The Galway RNLI inshore lifeboat launched twice on Monday to rescue three women from the icy waters in operations involving Galway Fire Brigade and the Garda. Galway harbour master Capt Brian Sheridan said it was time to reconsider proposals for railings on exposed areas like the Spanish Arch.
Railings installed in the dock area near the harbour marina had reduced the incidence of accidental drowning, he noted. The first alert was shortly after 2.30pm when a young woman was seen entering the river at O’Brien’s Bridge. The Irish Coast Guard rescue 115 Shannon helicopter was tasked, along with the Galway lifeboat.
After an extensive 40-minute search, a local vessel spotted the woman in the water just outside the harbour gates near Lough Atalia. The lifeboat crew recovered the woman, and administered CPR. She was transferred to the National Ambulance Service and taken to University Hospital, Galway, where she was pronounced dead.

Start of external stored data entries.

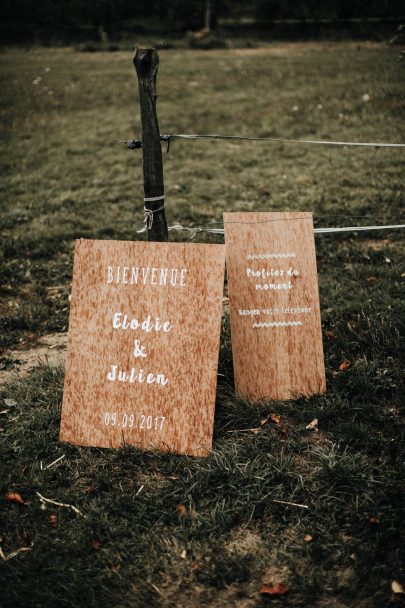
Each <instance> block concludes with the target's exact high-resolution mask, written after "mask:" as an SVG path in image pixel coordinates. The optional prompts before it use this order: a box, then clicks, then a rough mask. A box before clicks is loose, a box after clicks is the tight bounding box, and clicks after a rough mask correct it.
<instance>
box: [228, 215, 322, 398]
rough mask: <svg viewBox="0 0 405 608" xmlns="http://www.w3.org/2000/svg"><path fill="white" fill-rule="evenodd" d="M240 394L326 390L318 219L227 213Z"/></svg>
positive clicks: (229, 287)
mask: <svg viewBox="0 0 405 608" xmlns="http://www.w3.org/2000/svg"><path fill="white" fill-rule="evenodd" d="M224 225H225V244H226V263H227V273H228V282H229V303H230V312H231V333H232V352H233V362H234V370H235V383H236V390H237V392H238V393H239V394H241V395H243V396H246V397H248V398H250V399H252V400H261V399H266V398H271V399H291V398H294V397H297V396H299V395H311V394H314V393H322V392H324V391H325V370H324V360H323V349H322V335H321V324H320V311H319V296H318V282H317V271H316V257H315V244H314V234H313V224H312V215H311V214H310V213H224Z"/></svg>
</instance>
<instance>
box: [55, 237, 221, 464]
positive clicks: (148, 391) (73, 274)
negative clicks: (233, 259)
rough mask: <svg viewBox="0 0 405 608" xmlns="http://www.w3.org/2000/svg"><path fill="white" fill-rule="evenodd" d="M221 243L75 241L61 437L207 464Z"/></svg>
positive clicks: (214, 385)
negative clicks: (203, 458)
mask: <svg viewBox="0 0 405 608" xmlns="http://www.w3.org/2000/svg"><path fill="white" fill-rule="evenodd" d="M224 258H225V247H224V245H205V244H184V243H144V242H142V243H141V242H120V241H89V240H80V241H77V242H76V248H75V260H74V271H73V286H72V302H71V311H70V323H69V336H68V355H67V364H66V377H65V388H64V397H63V406H62V423H61V433H60V438H61V440H62V441H68V442H71V443H75V444H79V445H92V446H99V447H118V446H120V445H123V444H125V443H127V444H132V445H136V446H139V447H142V448H151V449H153V448H157V449H161V450H168V451H173V452H176V453H180V454H189V455H195V456H205V455H207V453H208V451H209V450H210V448H211V446H212V431H213V419H214V405H215V392H216V379H217V363H218V352H219V339H220V327H221V306H222V292H223V276H224V264H225V259H224Z"/></svg>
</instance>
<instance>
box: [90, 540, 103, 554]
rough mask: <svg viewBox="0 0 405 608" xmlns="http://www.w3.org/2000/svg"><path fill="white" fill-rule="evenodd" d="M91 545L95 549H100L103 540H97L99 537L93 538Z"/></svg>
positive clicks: (91, 542)
mask: <svg viewBox="0 0 405 608" xmlns="http://www.w3.org/2000/svg"><path fill="white" fill-rule="evenodd" d="M91 546H92V547H93V549H94V551H100V549H101V547H102V545H101V542H100V541H99V540H97V538H92V539H91Z"/></svg>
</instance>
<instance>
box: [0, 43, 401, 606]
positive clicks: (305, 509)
mask: <svg viewBox="0 0 405 608" xmlns="http://www.w3.org/2000/svg"><path fill="white" fill-rule="evenodd" d="M399 51H400V49H399V48H398V47H397V48H390V47H388V46H386V45H383V44H367V43H362V44H352V43H334V44H327V43H306V44H302V43H296V44H274V45H269V46H267V47H265V48H258V49H250V50H217V51H206V52H204V51H162V52H161V53H160V59H161V63H160V68H159V78H158V93H159V99H158V112H159V120H160V127H161V132H162V133H209V132H214V133H224V134H236V133H237V134H241V135H253V134H254V135H260V136H274V137H291V138H302V139H319V138H324V139H335V140H346V141H387V142H404V141H405V124H404V117H405V103H404V96H403V85H404V72H405V62H402V63H401V62H400V61H399ZM0 65H1V68H0V78H1V83H0V84H1V86H0V113H1V139H2V147H1V152H0V157H1V178H0V179H1V183H0V188H1V209H2V212H1V277H2V281H1V288H0V307H1V308H0V311H1V348H2V351H1V355H0V366H1V368H2V369H3V370H10V369H15V370H16V371H18V359H15V357H14V358H11V357H10V354H9V352H10V350H11V349H13V350H16V349H17V350H18V349H20V350H24V349H27V348H33V347H35V344H36V343H37V342H38V339H39V338H40V336H42V335H45V334H48V333H50V332H66V331H67V326H68V312H69V300H68V296H69V290H70V281H71V276H72V252H73V244H74V240H75V239H76V238H80V237H86V238H105V239H108V238H114V239H124V240H126V239H140V238H144V235H142V234H141V235H139V234H137V232H136V226H137V225H138V224H139V223H141V222H142V220H143V213H142V208H143V190H142V166H141V160H142V159H141V154H140V152H139V151H130V150H128V149H127V148H126V147H125V145H120V144H117V143H116V141H115V140H117V139H123V140H127V139H131V138H133V137H139V136H140V132H139V130H140V126H139V123H140V117H139V107H138V96H137V84H136V80H135V75H134V69H133V66H132V57H131V53H123V52H118V53H93V54H85V53H79V52H75V51H74V50H72V49H69V48H66V49H44V48H33V49H32V50H30V51H24V50H16V49H13V50H11V49H5V50H3V51H2V52H1V53H0ZM164 163H165V187H166V195H167V217H168V222H169V225H170V224H174V223H181V224H183V225H187V226H190V225H199V224H209V223H217V222H221V220H222V212H223V211H225V210H226V211H231V210H235V211H236V210H238V211H242V210H243V211H249V210H255V211H270V210H300V211H301V210H305V211H313V213H314V217H315V225H316V226H319V227H323V226H348V225H371V224H395V223H402V224H403V223H405V222H404V219H405V210H404V202H405V196H404V168H405V152H404V151H403V150H401V149H377V148H364V149H363V148H330V147H321V146H319V147H315V146H314V147H309V146H302V145H296V144H281V143H273V144H269V143H259V142H255V143H248V142H239V143H231V142H224V141H221V142H219V141H213V142H212V141H210V142H208V141H199V142H180V141H175V142H173V144H172V146H171V150H170V154H168V155H165V156H164ZM170 238H171V239H172V240H187V239H188V238H189V235H187V233H182V232H178V233H177V232H172V233H171V237H170ZM195 240H196V241H206V242H220V241H221V237H220V236H212V235H207V234H203V233H202V234H198V235H197V236H196V238H195ZM316 248H317V260H318V273H319V288H320V298H321V308H322V327H323V336H324V350H325V359H326V369H327V381H328V392H327V394H326V395H324V396H315V397H313V398H311V399H304V398H302V399H299V400H298V401H296V402H267V403H262V404H260V405H254V404H251V403H248V402H246V401H244V400H241V399H238V398H237V397H236V396H235V395H234V392H233V388H232V387H233V375H232V374H233V372H232V364H231V350H230V335H229V322H228V316H227V312H226V310H225V311H224V317H223V332H222V338H221V351H220V366H219V372H220V375H219V376H218V382H219V384H218V394H217V410H216V423H215V438H214V451H213V453H212V454H211V456H209V457H208V458H207V459H196V458H187V457H180V456H176V455H167V454H166V455H165V454H157V453H152V452H141V451H139V450H136V449H134V448H130V447H125V448H124V449H121V450H101V449H89V448H80V447H73V446H69V445H64V444H60V443H59V442H58V433H59V422H60V407H61V399H62V389H63V369H61V368H53V367H49V366H47V365H42V366H41V367H39V368H38V369H36V370H35V371H34V372H32V373H31V374H30V375H28V376H27V377H23V378H18V377H16V379H15V381H13V382H12V383H11V384H8V385H7V386H3V387H2V388H1V395H0V430H1V432H0V442H1V454H0V455H1V460H0V493H1V495H0V508H1V511H2V514H1V518H0V526H1V528H0V547H1V550H2V553H0V570H1V575H0V576H1V594H0V595H1V600H0V603H1V605H2V606H5V607H11V606H13V607H16V606H36V607H41V608H42V607H54V606H56V605H57V606H61V607H62V606H66V607H67V606H69V607H70V608H72V607H81V606H96V605H97V606H105V607H110V606H111V607H113V606H114V607H115V606H119V607H123V608H125V607H128V608H129V607H131V608H132V607H138V606H139V607H143V606H145V605H149V606H151V607H152V606H163V607H171V606H173V607H177V606H179V607H192V606H197V605H202V606H213V607H217V606H218V607H219V606H238V607H239V606H240V607H242V608H250V607H254V606H262V605H271V606H279V607H280V606H291V607H301V606H302V607H312V606H314V607H316V608H324V607H325V608H326V607H332V608H340V607H342V608H343V607H352V606H353V607H354V606H355V607H360V608H368V607H370V608H375V607H377V608H379V607H385V606H391V605H400V604H401V603H402V602H403V598H404V595H403V594H401V593H395V592H394V591H393V589H394V590H396V591H399V590H400V588H399V587H398V584H399V585H403V586H405V574H404V570H403V564H404V546H405V544H404V543H403V541H402V540H401V534H400V531H401V527H402V524H403V494H402V490H403V452H401V448H402V449H403V438H404V424H403V422H404V419H403V413H404V408H403V405H404V404H403V395H404V388H405V387H404V378H403V362H404V355H405V348H404V343H403V335H404V327H405V290H404V277H405V272H404V261H405V253H404V248H403V231H387V232H372V233H368V232H358V233H347V234H339V235H319V236H317V237H316ZM345 362H347V363H345ZM342 364H343V365H342ZM0 373H1V370H0ZM269 414H276V415H277V416H280V419H279V420H280V422H277V420H278V418H277V417H273V421H272V420H270V421H269V422H267V423H266V424H263V425H261V421H262V420H264V419H266V418H267V417H268V416H269ZM314 418H317V419H318V420H319V423H318V430H317V431H314V430H313V431H309V430H306V429H305V427H306V425H307V424H308V423H309V422H311V421H312V420H313V419H314ZM251 428H260V430H259V432H250V431H248V430H246V429H251ZM63 454H65V457H64V458H63V459H62V460H61V461H60V462H59V463H57V464H56V465H55V466H52V467H51V468H49V469H45V470H41V467H40V462H41V461H42V462H43V463H44V464H45V463H51V462H53V461H54V460H55V459H57V458H58V457H59V456H62V455H63ZM140 488H141V489H140ZM37 492H39V493H40V494H41V495H43V496H45V497H48V498H52V499H53V500H56V501H58V502H60V503H65V504H70V505H74V506H75V507H77V508H78V509H79V510H80V512H81V513H82V515H78V514H76V513H75V512H74V511H73V510H72V509H70V508H67V507H64V506H56V505H52V504H47V506H46V509H43V508H41V501H40V499H39V497H38V494H37ZM10 493H14V494H16V493H18V494H19V495H20V496H21V497H22V500H23V502H24V503H25V504H18V503H17V502H15V501H11V500H7V499H6V496H7V495H9V494H10ZM274 500H280V501H286V502H294V503H297V504H300V505H305V506H306V507H307V508H302V507H297V506H291V505H285V504H282V503H277V502H274ZM21 549H22V550H21ZM15 551H19V552H18V553H17V554H13V552H15ZM5 558H8V559H5ZM394 581H395V582H396V584H395V583H394V584H393V582H394ZM277 583H282V584H283V585H284V586H285V587H286V588H288V593H285V594H284V595H280V596H268V595H266V594H263V593H260V590H261V587H262V585H263V584H269V585H271V584H272V585H275V584H277Z"/></svg>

The second alert at 7.30pm followed a report that a woman had been seen in the water at Wolfe Tone Bridge. The Port of Galway pilot vessel was assisting a ship at the time, but joined the search with the Galway lifeboat crew. Another woman who had seen what had occurred deployed a lifebuoy ring and located the casualty in the river and kept her head above water.
The two women, one of whom was unconscious, were rescued by the lifeboat crew and fire brigade staff within 20 minutes. Paramedics at the lifeboat station revived the unconscious woman and she was taken to hospital for treatment.
The lifeboat’s actions followed the successful rescue of a man who had fallen into the canal accidentally and been swept down river in the early hours of last Friday morning. Three fire brigade staff were swept down river while trying to locate him, and all four were picked up by the lifeboat.
“We were waiting just below the bridge arch with spotlights on,” Galway RNLI lifeboat operations manager Mike Swan said, paying tribute to the fire officers and lifeboat crew. “We would like to remind the public to be alert and vigilant, and to phone 999 or 112 if they need to alert the emergency services. The faster they act, the better for everyone,” Mr Swan said. Bad weather has hampered the water search on Lough Mask for an angler who has been missing since last week.
The man’s boat and lifejacket were located. The Corrib Mask Search and Rescue team, which was out on the lake all week, was forced to suspend the water search on Monday but shore searches have continued.